In biological microscopy, there has always been a continued drive towards increasing imaging resolution for relevant samples. In many cases, this drive translates to designing better optical systems to optimize for aberrations and resolution to achieve diffraction-limited performance. However, in cases where optical design has capped off and better resolution is still required, this drive leads to a need to extend the imaging resolution beyond the system's diffraction limit. Such a need has driven the development of many unique sub-diffraction imaging techniques that have made large impacts for microscopy.

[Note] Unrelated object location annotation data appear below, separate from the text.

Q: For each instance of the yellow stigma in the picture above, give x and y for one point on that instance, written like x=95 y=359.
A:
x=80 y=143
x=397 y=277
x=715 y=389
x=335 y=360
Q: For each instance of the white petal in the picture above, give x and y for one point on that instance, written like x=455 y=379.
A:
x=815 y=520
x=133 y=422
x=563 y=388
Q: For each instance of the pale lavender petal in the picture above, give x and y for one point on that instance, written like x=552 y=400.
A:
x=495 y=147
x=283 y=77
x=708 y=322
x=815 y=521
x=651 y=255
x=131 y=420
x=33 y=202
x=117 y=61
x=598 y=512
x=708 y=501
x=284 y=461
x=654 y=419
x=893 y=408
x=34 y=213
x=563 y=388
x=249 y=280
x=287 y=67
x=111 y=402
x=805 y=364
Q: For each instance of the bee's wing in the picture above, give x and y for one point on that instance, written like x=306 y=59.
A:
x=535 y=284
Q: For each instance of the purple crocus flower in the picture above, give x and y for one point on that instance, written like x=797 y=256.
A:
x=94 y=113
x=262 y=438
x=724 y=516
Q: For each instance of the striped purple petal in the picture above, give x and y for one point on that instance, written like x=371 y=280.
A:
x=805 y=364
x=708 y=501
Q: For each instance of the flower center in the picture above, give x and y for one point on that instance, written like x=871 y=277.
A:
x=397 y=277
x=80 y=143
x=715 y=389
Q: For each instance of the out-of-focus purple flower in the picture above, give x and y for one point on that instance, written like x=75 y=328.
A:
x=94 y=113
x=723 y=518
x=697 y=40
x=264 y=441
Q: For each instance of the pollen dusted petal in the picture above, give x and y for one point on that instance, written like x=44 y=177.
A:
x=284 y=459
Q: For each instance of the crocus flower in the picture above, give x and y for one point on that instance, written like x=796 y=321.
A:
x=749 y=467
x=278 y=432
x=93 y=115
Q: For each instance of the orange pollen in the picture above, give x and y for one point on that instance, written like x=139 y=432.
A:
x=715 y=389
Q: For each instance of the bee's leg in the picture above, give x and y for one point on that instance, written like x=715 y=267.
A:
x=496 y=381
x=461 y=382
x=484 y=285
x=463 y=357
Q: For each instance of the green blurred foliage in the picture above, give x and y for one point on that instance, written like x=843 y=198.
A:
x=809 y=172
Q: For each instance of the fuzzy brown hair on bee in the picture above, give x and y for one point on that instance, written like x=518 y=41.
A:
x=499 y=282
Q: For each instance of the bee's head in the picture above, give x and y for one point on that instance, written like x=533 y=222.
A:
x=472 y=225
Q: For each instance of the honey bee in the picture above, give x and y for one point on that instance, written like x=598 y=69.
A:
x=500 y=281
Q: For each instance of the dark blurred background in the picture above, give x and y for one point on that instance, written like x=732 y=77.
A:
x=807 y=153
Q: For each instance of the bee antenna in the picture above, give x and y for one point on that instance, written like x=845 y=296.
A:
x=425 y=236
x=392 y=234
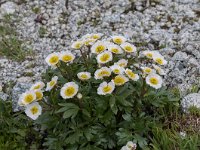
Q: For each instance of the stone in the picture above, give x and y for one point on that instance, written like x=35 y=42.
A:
x=181 y=56
x=192 y=99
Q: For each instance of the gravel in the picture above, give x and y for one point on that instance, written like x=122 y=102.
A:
x=171 y=26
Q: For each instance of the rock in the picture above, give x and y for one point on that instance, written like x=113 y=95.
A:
x=190 y=100
x=181 y=56
x=8 y=8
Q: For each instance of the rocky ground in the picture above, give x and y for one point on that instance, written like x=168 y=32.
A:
x=171 y=26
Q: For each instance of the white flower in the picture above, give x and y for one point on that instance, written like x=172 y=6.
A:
x=27 y=98
x=125 y=148
x=132 y=75
x=96 y=36
x=131 y=146
x=154 y=81
x=183 y=134
x=69 y=90
x=37 y=86
x=88 y=42
x=122 y=62
x=52 y=59
x=39 y=94
x=84 y=75
x=159 y=70
x=33 y=110
x=127 y=47
x=98 y=47
x=159 y=59
x=147 y=70
x=104 y=57
x=66 y=56
x=77 y=44
x=116 y=49
x=118 y=39
x=150 y=54
x=87 y=36
x=116 y=69
x=102 y=72
x=52 y=83
x=120 y=80
x=106 y=88
x=79 y=95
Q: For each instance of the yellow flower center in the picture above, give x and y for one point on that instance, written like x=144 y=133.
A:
x=159 y=61
x=104 y=73
x=117 y=71
x=122 y=64
x=95 y=36
x=29 y=98
x=78 y=45
x=39 y=95
x=107 y=89
x=54 y=60
x=100 y=48
x=37 y=87
x=105 y=57
x=131 y=74
x=89 y=41
x=115 y=50
x=119 y=80
x=154 y=81
x=34 y=110
x=147 y=70
x=83 y=76
x=70 y=91
x=118 y=40
x=67 y=58
x=128 y=48
x=149 y=55
x=52 y=83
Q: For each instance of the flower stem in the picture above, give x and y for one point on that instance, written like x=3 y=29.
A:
x=84 y=58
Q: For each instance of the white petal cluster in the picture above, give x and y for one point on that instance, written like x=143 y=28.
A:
x=52 y=83
x=106 y=88
x=69 y=90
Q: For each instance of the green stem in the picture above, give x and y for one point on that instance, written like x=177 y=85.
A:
x=143 y=90
x=62 y=73
x=84 y=58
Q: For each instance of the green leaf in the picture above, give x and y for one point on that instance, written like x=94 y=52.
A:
x=70 y=113
x=69 y=109
x=113 y=105
x=86 y=113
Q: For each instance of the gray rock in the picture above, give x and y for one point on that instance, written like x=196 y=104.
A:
x=8 y=8
x=190 y=100
x=18 y=89
x=181 y=56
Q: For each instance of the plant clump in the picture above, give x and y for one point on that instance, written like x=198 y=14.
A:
x=100 y=94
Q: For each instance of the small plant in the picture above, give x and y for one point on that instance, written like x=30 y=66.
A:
x=166 y=139
x=100 y=95
x=194 y=111
x=16 y=130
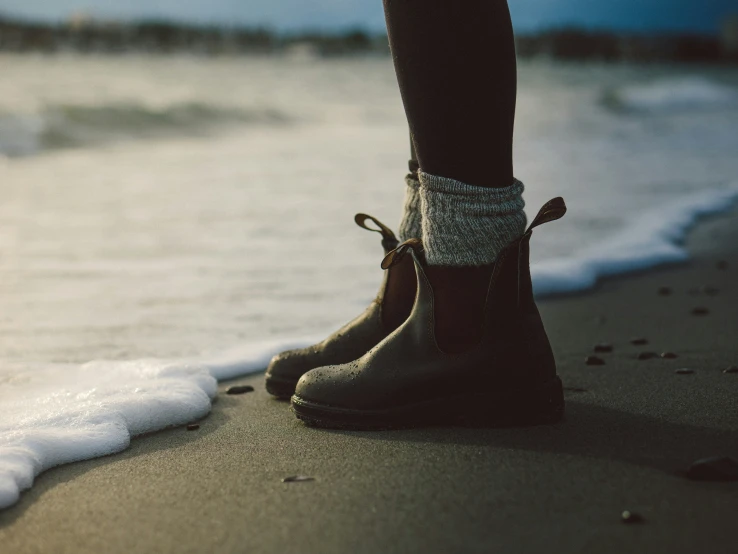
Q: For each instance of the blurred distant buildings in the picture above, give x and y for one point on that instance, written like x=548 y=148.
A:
x=86 y=35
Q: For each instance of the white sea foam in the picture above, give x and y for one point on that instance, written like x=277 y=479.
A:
x=56 y=415
x=70 y=125
x=673 y=94
x=654 y=238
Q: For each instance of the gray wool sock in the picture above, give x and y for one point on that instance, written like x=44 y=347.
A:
x=410 y=227
x=465 y=225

These set of techniques can largely be divided into two classes. The first class of techniques is targeted towards situations where the sample is coherently illuminated and diffracts into the imaging system's aperture. In such cases, the general strategy to obtain sub-diffraction resolution makes use of the fact that imaging resolution is simply one of a few degrees of freedom that describe the imaging system. Though the total number of degrees of freedom is invariant, one can sacrifice the less relevant ones, such as temporal, polarization, or field-of-view constraints, to improve the final image resolution to beyond the conventional diffraction limit.
The second class of sub-diffraction resolution imaging techniques is a more recent development that has found great impact in biological fluorescence imaging. By appropriately utilizing properties of fluorophores, one can visualize a fluorescent sample at “super” resolutions beyond the diffraction limit. This class of “super-resolution” techniques is further subdivided into two main categories. The first main category is based on single molecule localization, where individual fluorescent emitters are localized at sub-diffraction resolution for each raw acquisition, and then aggregated into one final super-resolved image. Examples of such techniques include photoactivated localization microscopy (PALM) and stochastic optical reconstruction microscopy (STORM). The second category of super-resolution techniques uses spatially modulated excitation to narrow the effective imaging point-spread-function. Either this is done directly, as in stimulated emission depletion (STED) and ground-state depletion (GSD), or indirectly after post-processing, as in structured illumination microscopy (SIM). Out of these super-resolution techniques, SIM holds the unique advantage of potential extensions to non-fluorescent samples, and has shown exciting potential for such cases.
One difficulty with super-resolution techniques is that such techniques require fluorescent samples, and thus are ill suited for samples that are either not fluorescent or cannot be easily fluorescently tagged. To this end, synthetic aperture techniques allow sub-diffraction resolution imaging of non-fluorescent, diffractive samples by acquiring multiple electric-field maps of the sample taken at different illumination angles. Different regions of the sample's spatial frequency spectrum are covered by each illumination angle, and taken together, an effective optical passband larger than the system's physical one can be synthesized.
In view of the foregoing, there is a need for improved microscopy systems and techniques that extend the typical super-resolution concepts towards application in non-fluorescent imaging.